Of course, some people would argue that this is pandering. They would say that comfort objects should be stripped away, leaving people — for their own good — cold and naked in the harsh light of reality. I remember somebody once saying that they preferred to train people by throwing them into the deep end of the swimming pool, then coming back later to see if they were still alive. In this person’s mind, the only possible outcomes were coming back to see the person swimming and alive, or coming back to see the person floating and dead. I asked them, “What if you come back and the person is sitting by the side of the pool, having rejected your stupid test?” They said something to the effect that a person like that would be dangerous.

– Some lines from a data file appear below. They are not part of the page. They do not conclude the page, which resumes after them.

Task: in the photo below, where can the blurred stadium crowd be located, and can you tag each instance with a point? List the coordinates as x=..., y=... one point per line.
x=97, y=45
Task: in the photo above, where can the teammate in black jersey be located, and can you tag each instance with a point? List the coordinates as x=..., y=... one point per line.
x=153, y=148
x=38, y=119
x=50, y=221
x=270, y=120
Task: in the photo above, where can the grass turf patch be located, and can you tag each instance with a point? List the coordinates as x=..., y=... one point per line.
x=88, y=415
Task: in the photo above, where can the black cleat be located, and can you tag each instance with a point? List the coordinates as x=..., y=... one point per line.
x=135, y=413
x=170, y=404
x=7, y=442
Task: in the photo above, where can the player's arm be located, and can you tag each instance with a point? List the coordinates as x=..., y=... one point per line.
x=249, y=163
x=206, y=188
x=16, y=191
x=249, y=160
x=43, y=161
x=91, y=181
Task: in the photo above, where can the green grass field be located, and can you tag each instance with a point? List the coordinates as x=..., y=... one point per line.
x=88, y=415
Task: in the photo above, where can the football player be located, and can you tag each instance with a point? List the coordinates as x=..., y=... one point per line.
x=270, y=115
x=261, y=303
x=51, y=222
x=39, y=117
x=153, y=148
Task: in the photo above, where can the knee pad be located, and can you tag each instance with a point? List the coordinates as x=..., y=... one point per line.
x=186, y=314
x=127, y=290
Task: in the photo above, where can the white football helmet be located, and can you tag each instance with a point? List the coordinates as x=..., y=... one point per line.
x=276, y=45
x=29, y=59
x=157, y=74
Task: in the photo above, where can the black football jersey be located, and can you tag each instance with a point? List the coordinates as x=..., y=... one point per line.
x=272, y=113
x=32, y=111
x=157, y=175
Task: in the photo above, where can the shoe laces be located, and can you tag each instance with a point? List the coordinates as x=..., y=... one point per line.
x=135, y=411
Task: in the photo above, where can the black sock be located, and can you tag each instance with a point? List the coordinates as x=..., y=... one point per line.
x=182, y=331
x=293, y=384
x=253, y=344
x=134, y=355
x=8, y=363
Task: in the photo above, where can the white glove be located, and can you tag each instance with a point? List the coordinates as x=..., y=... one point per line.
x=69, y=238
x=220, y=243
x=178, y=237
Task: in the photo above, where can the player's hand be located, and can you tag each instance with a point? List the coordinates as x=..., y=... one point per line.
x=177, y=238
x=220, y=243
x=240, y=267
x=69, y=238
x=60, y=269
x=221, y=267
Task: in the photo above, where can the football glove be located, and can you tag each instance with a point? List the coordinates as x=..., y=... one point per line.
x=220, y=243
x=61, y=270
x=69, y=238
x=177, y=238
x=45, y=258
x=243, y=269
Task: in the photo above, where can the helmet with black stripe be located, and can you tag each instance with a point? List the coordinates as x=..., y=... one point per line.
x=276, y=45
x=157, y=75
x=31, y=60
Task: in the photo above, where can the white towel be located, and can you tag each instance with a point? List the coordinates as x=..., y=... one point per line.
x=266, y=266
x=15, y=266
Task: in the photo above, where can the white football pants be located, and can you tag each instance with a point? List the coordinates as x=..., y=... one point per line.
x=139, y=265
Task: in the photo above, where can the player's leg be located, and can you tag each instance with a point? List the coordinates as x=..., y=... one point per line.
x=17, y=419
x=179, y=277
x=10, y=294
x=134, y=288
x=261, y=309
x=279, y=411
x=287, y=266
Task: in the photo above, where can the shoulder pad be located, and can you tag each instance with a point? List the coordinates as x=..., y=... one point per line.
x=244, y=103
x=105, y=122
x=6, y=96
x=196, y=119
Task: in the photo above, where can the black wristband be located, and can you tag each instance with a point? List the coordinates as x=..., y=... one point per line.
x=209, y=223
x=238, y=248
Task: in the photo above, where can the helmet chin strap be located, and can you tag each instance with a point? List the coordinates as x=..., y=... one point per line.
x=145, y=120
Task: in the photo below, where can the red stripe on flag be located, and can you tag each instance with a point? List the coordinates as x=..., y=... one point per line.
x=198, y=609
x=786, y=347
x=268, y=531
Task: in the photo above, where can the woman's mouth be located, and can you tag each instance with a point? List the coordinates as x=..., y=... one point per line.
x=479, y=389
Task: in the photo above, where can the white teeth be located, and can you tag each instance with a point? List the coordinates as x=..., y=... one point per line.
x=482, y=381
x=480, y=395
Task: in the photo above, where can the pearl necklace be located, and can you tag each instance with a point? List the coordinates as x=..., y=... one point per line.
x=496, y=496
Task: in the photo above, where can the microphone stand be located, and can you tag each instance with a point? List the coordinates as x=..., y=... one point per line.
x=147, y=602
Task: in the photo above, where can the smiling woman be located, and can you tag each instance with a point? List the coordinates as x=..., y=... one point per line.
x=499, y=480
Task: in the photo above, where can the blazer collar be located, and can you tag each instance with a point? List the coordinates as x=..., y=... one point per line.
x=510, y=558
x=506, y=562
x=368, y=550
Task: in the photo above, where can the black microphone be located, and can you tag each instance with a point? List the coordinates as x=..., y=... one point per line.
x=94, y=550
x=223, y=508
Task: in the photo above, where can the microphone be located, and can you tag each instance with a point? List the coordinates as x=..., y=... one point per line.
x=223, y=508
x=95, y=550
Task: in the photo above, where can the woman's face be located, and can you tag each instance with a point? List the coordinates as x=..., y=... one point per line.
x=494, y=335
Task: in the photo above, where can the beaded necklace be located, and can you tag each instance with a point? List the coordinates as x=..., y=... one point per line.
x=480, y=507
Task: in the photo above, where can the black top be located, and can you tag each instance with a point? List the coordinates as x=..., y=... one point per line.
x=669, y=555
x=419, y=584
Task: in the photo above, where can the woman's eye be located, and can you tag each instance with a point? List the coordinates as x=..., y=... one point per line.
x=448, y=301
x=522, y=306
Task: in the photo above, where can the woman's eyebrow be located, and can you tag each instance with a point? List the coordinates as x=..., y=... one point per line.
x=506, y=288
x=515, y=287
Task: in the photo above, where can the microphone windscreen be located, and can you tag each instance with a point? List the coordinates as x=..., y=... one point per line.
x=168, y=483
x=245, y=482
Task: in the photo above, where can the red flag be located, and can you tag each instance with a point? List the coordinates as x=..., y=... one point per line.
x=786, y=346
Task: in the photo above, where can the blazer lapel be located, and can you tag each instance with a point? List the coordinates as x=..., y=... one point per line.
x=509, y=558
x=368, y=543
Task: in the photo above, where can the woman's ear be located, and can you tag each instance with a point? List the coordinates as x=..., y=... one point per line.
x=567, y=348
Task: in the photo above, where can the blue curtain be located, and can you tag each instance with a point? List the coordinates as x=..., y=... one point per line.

I guess I’m dangerous, then, because I respond very poorly to being forced to confront — well, anything. I like my comfort objects. I have lots of them, and I carry them around with me. Nobody is going to take my comfort objects from me, and why should they? I would be far less useful without them. I suspect that this is true for many people. I also suspect that those who make fun of best practices and suggest they be destroyed keep lots of comfort objects (with other names) around them and would fight to keep them. Best practices are not evil; they are only evil alone.

PNI to the rescue

Let me now summarize what I believe you can do with participatory narrative inquiry to help people bring back the stories behind instructions without breaking the learning process.

  1. To avoid invoking the dreaded tl;dr reflex, make the stories behind instructions available yet optional and unobtrusive.
  2. To avoid causing pain to those who need to appear knowledgeable, dilute the elicitation of mistake stories so that the preponderance of storytelling supports the identity of the expert.
  3. To avoid taking away beloved comfort objects, use separation and clear labeling to give people advance notice and options, so that they can choose when and where they will put down their talismans and face reality.

I believe that if you follow these guidelines, you can improve the utility of your learning resources with appropriate, revelatory, insightful stories. You can build far more than “just a cookbook.” You can build a phenomenon.